Meowwwch! The claws are out and aimed at the jugular. This scathing denunciation came after her mourning of the passing of Emily Vermeule, distinguished professor of classical philology and archaeology at Harvard University. She put Ensler’s unabashed propagandism that masked itself as ‘art’ against the academic diligence of Vermeule who “held herself to the highest standards created by great male scholars of the past; she did not advance by genuflecting before Michel Foucault or by spouting the simplistic social constructionist dogma that has made academic feminism such a morass of ignorance, fakery, gimmickry and bullying careerism”.

For Paglia to admire a woman for aspiring to standards created by men is stunning enough for feminists, but to admit that Sarah Palin is the best thing that happened to the movement since Madonna is to taunt vituperation from the sisterhood-of-the-travelling-vagina establishment. (She, by the way, counts herself a Democrat libertarian, pro-choice, and atheist.)

Palin represented an explosion of a brand new style of muscular American feminism. At her startling debut on that day, she was combining male and female qualities in ways that I have never seen before. And she was somehow able to seem simultaneously reassuringly traditional and gung-ho futurist. In terms of redefining the persona for female authority and leadership, Palin has made the biggest step forward in feminism since Madonna channeled the dominatrix persona of high-glam Marlene Dietrich and rammed pro-sex, pro-beauty feminism down the throats of the prissy, victim-mongering, philistine feminist establishment…

As a dissident feminist, I have been arguing since my arrival on the scene nearly 20 years ago that young American women aspiring to political power should be studying military history rather than taking women’s studies courses, with their rote agenda of never-ending grievances.

(from Fresh Blood for the Vampire, Salon.com, 10 Sep 2008)

Palin appeals to Paglia in the same way as a Sicilian matriarch in Philadelphia who owned a butcher shop, or their landlady when she was growing up in upstate New York who was a farm woman “as physically imposing as her husband”–in short: practical, hardy, sensible women, who dealt head on with the actualities of life and toughed it out together with their men. She admires these qualities in Sarah Palin’s “brand of can-do, no-excuses, moose-hunting feminism”, as opposed to the froufrou crowd in Ensler’s camp of urban sophisticates.

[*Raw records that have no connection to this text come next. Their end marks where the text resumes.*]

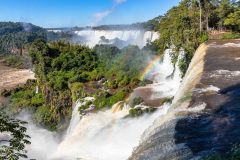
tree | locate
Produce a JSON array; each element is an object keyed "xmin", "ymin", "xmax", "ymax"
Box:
[
  {"xmin": 217, "ymin": 0, "xmax": 233, "ymax": 29},
  {"xmin": 0, "ymin": 112, "xmax": 30, "ymax": 160},
  {"xmin": 224, "ymin": 9, "xmax": 240, "ymax": 31}
]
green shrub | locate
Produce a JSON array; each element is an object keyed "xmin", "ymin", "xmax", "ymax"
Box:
[{"xmin": 222, "ymin": 32, "xmax": 240, "ymax": 39}]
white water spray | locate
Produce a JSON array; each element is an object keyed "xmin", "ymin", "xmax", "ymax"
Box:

Frontier women were far bolder and hardier than today’s pampered, petulant bourgeois feminists, always looking to blame their complaints about life on someone else.

(from Fresh Blood for the Vampire, Salon.com, 10 Sep 2008)

What appeals to me in Paglia is the same thing I find appealing in the late Paul Feyerabend–their resistance to go and graze with the herd. The word iconoclastic has been used on Feyerabend, and I think the same can be said of Paglia–not that they simply shock the establishment, but because they actually assume the task of thinking for themselves. Theirs is therefore a singularity of thought that appears radical, but really boils down to just sensible questioning of entrenched intellectual dogma. If it is radical, it is certainly not rabble-rousing, but sobering. Paglia calls herself a dissident feminist. I guess in this Obama era of euphoric sloganeering, being dissident is what goes for having the faculty for cold, hard reality-check.